The usual complaint about the rosary is that it violates Matthew 6:7, which reads this way in the King James Version: “But when ye pray, use not vain repetitions, as the heathen do.”

“See,” say Fundamentalists, “you Catholics repeat prayers, and Jesus told us not to!” Did he really? Then how does one account for what happened in the Garden of Gethsemane? There Jesus prayed the same prayer three times—that is, he repeated the prayer. Did he violate his own injunction? Was he a hypocrite? No, that’s impossible, which means Fundamentalists are wrong when they claim Jesus condemned repeated prayers.

Read Matthew 6:7 again. The operative word isn’t “repetitions.” It’s “vain.” Jesus condemned vain prayers, such as those to nonexistent pagan gods.

What’s more, the rosary is an intensely biblical prayer. It contains not just the Our Father, which Jesus himself taught us, but also the Hail Mary, which is built of verses lifted from the Bible: “Hail, full of grace, the Lord is with thee” (Luke 1:28) and “blessed art thou among women, and blessed is the fruit of thy womb” (Luke 1:42).
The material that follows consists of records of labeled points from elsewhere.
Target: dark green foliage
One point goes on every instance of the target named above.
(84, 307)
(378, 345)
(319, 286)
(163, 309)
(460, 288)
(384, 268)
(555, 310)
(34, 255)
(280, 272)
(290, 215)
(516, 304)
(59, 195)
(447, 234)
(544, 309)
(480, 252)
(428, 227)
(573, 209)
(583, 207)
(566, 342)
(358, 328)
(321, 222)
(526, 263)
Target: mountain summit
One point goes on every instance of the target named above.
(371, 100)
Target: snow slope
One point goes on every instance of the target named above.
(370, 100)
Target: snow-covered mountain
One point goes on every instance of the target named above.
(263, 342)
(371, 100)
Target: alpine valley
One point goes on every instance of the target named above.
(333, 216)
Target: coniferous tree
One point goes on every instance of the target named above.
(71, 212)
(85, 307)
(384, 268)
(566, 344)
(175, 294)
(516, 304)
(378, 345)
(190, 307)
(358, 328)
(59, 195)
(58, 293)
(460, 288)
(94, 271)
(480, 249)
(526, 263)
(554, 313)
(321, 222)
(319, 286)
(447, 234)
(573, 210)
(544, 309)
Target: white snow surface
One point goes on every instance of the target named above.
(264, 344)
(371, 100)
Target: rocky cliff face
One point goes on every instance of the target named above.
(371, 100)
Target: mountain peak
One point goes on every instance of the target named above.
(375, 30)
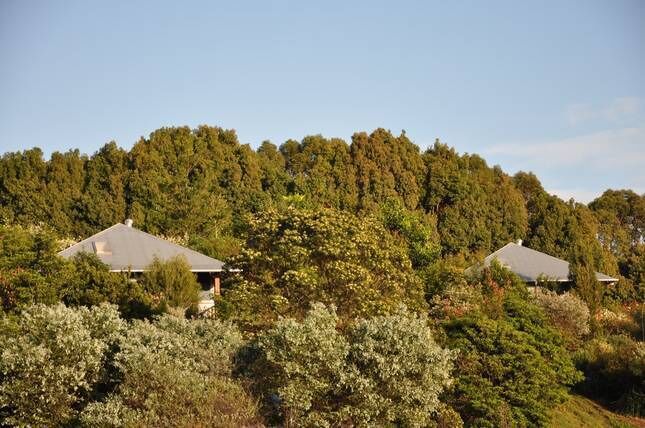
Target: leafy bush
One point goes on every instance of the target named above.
(91, 283)
(175, 372)
(385, 370)
(512, 367)
(296, 257)
(568, 313)
(398, 371)
(30, 270)
(614, 370)
(51, 359)
(172, 282)
(164, 393)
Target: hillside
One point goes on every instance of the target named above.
(582, 412)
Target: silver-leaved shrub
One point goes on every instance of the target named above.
(51, 357)
(380, 371)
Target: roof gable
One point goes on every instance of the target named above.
(532, 265)
(125, 248)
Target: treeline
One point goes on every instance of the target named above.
(199, 184)
(349, 305)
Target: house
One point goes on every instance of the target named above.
(127, 249)
(533, 266)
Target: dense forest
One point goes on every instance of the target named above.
(351, 308)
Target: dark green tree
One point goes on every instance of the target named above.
(103, 201)
(387, 166)
(296, 256)
(322, 171)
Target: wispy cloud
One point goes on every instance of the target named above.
(614, 148)
(580, 167)
(619, 109)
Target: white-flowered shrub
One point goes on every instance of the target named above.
(51, 357)
(382, 371)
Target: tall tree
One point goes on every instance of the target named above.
(64, 185)
(478, 208)
(387, 166)
(103, 200)
(322, 171)
(23, 188)
(295, 257)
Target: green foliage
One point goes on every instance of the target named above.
(30, 270)
(568, 313)
(301, 367)
(172, 283)
(582, 412)
(51, 358)
(296, 256)
(78, 366)
(22, 187)
(91, 283)
(323, 170)
(103, 201)
(614, 370)
(400, 370)
(175, 372)
(512, 367)
(386, 166)
(478, 208)
(623, 212)
(382, 371)
(418, 232)
(583, 274)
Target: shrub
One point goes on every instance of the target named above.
(160, 392)
(30, 270)
(51, 358)
(296, 257)
(203, 346)
(172, 282)
(568, 313)
(175, 372)
(399, 371)
(614, 370)
(301, 369)
(382, 371)
(512, 367)
(91, 283)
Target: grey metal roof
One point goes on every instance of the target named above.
(531, 265)
(125, 248)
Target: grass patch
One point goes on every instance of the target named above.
(582, 412)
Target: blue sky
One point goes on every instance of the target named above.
(556, 87)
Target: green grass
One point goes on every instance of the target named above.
(582, 412)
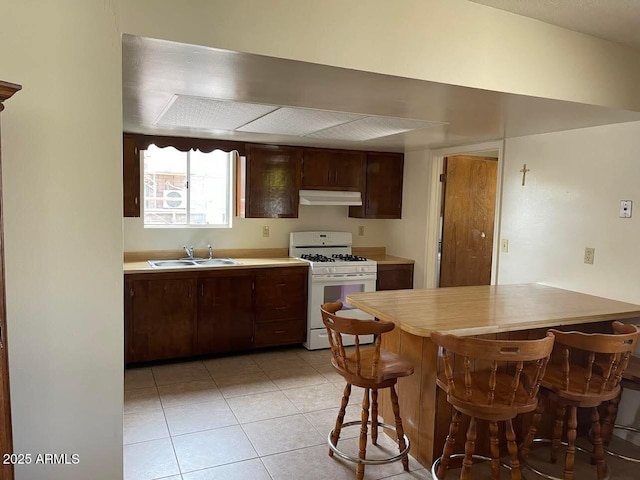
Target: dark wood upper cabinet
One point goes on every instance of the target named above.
(225, 313)
(270, 181)
(324, 169)
(130, 177)
(383, 187)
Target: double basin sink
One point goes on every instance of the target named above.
(194, 262)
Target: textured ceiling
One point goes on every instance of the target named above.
(615, 20)
(161, 80)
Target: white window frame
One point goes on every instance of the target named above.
(231, 207)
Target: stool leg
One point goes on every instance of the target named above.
(610, 419)
(335, 435)
(557, 433)
(363, 434)
(399, 430)
(572, 424)
(447, 451)
(469, 448)
(374, 416)
(513, 451)
(495, 450)
(598, 450)
(533, 428)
The meditations associated with each decade (Catholics usually call them “mysteries”) are also straight out of the Bible.

But most Fundamentalists don’t realize this. They think Catholics just rattle off Hail Marys without giving a thought to what they’re doing. But when we pray the rosary we meditate on incidents in salvation history, such as the Annunciation, the Nativity, the Crucifixion, the Resurrection.

Priestly vestments

What are uniforms for? To single out people for a particular function. The soldier’s uniform tells us his vocation, the police officer’s uniform helps him be identified by someone looking for help, and the Roman collar marks the priest. Vestments—a sacred “uniform”—are used at Mass. In this the Church follows the example of the Old Testament liturgy, in which the priests were dressed in special clothes (see Exodus 40:13-14, Leviticus 8:7-9), and of the New Testament, which tells us that John the Baptist “wore clothing made of camel’s hair and had a leather belt around his waist” (Matt. 3:4).

Holy water

Water covers most of the Earth, and it is absolutely necessary for life. No wonder this marvelous liquid is used in sacraments and sacramentals. Sacred uses of water are found throughout the Old Testament: the saving of the Israelites by the parting of the Red Sea (see Exodus 14:15–22), the miraculous flow from the rock touched by Moses’ staff (Exodus 17:6–7), the crossing of the Jordan into the Promised Land (Joshua 3:14–17), Ezekiel’s vision of life-giving water flowing from the Temple (Ezekiel 47:1–12).

In the New Testament we find the baptism of Jesus (Matthew 3:13–17), the healing water of the pool of Bethesda (John 5:1–9), and the water brought forth from Jesus’ side by the spear thrust (John 19:34). We’re told by our Lord that to enter the kingdom of God we must be born of water and the Holy Spirit (John 3:5).

With all these holy uses of water, is it any wonder the Church promotes the use of holy water? We find it at baptisms, in exorcisms, and in the stoups at the door of churches. With it we bless ourselves (there’s the sign of the cross again!), not because the water itself has any special powers—it’s ordinary tap water with a pinch of salt added—but because its pious use brings to mind the truths of our faith.

If we take the time, we can help Fundamentalists see that “smells and bells” flow naturally from the Incarnation, but it takes work. Many Fundamentalists are what might be termed hereditary anti-Catholics. If something is Catholic, they don’t like it, period. They operate from prejudice, not from dispassionate thinking. But even the most prejudiced can come to appreciate the sensibleness of sacramentals if they have sacramentals explained to them by a patient Catholic. And patience works: Some Fundamentalists now even pray the rosary!”